For reasons that are unexplained, they have not spoken in 40 years, but their dynamic is clear: Gummi is the teetotaling one, seemingly reasonable; Kiddi, a heavy drinker, is rash and bellicose. Both have voluminous beards that give them an archetypal, Old Testament look. Both, rivalrous of each other, are deeply engaged in tending their flock. Each seems resigned to, even comfortable with, loneliness. (It’s a tribute to the actors that they are able to convey so much while uttering so little.)

After finishing a close second to Kiddi in the annual competition for best ram, Gummi suspects there is something wrong with his brother’s flock, and, after some covert poking around, concludes that the sheep are afflicted with scrapie, a lethal disease of the brain and spinal cord that is said to be unpreventable and incurable. Kiddi does not react well to this news, soon confirmed by veterinarians, and shoots out his brother’s windows, forcing Gummi to relocate to the cellar. But there is no escaping the vets’ verdict: Everybody’s flock in the valley, not just the brothers’, has to be slaughtered.

When the movie started out, I took it to be one of those quirky, low-key, Scandinavian-style jests (I’m thinking especially of the Norwegian Bent Hamer’s “Kitchen Stories”), and certainly there are elements of that sort of thing here. We see it in the sequences with the neighboring farmers who gather and recite paeans to sheep, or with those bachelor brothers whose only grudging method of communication is Kiddi’s dog, who scampers back and forth between the farms as a note-carrying go-between.       

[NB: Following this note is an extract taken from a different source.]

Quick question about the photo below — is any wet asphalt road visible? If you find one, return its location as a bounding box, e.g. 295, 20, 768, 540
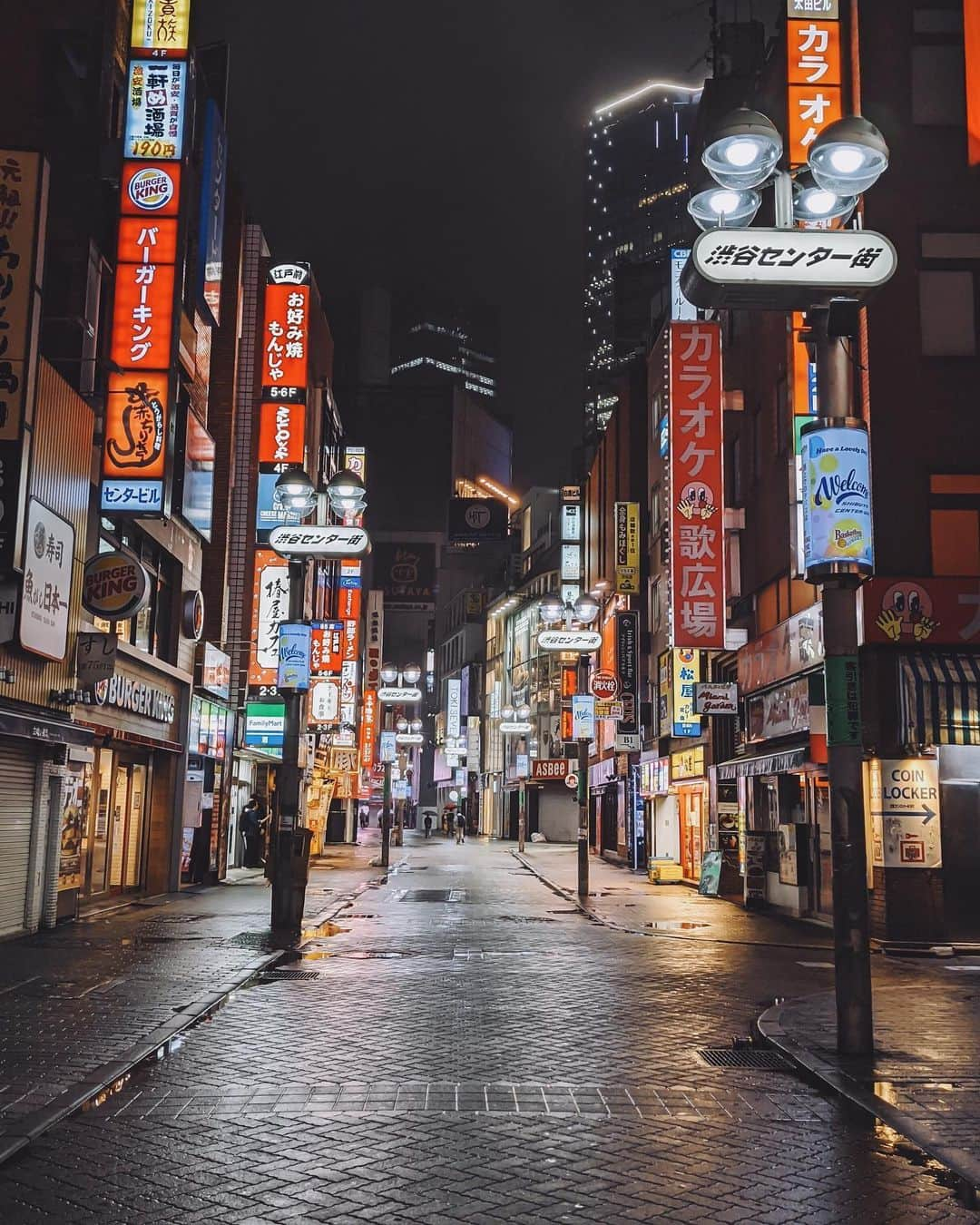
0, 839, 977, 1225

But there is a serious undertow even early on. The wide, barren landscape seems strangely unforgiving, a place where obsessions and feuds, unimpeded by distractions, might predictably go out of control. (It’s likely that Gummi and Kiddi, if asked, couldn’t even remember what touched off their feud.) The scrapie diagnosis upturns the entire valley, since most of its inhabitants make their living solely from sheep. And sheep, for these people, are quasi-human animals. Grímur, a documentarian who knows this region well, understands the tender affinity these farmers have for their flock. 

[Editor's note: The original version of this review referred to the film's director by his patronym rather than by his first name.

Dispensing with the sort of barnyard folk humor you might expect from this story, he brings out the fierce pride the brothers have for their prize sheep, and their palpable devastation at having to destroy them – well, not quite all of them. From his herd of 147 sheep, Gummi manages to secrete a few favorites in his basement.

The unspoken subtext to all this is that Gummi and Kiddi, like their sheep, are threatened with dissolution. The lineage of their prize flock goes back many generations, and, through their sheep, we sense that these men feel ennobled by their linkage to the mythic traditions of the past.

It is Kiddi who has the most trouble comprehending the impending disaster. Despite everything, Gummi comes to the aid of his brother, at first almost accidentally and then, finally, in a sequence that is so quietly and devastatingly powerful that it banishes from the film every trace of levity and brings it into the realm of greatness. 

“Rams” confirms what I have long maintained: Often the best films come from the unlikeliest places. Grade: A- (Rated R for language, brief graphic nudity.)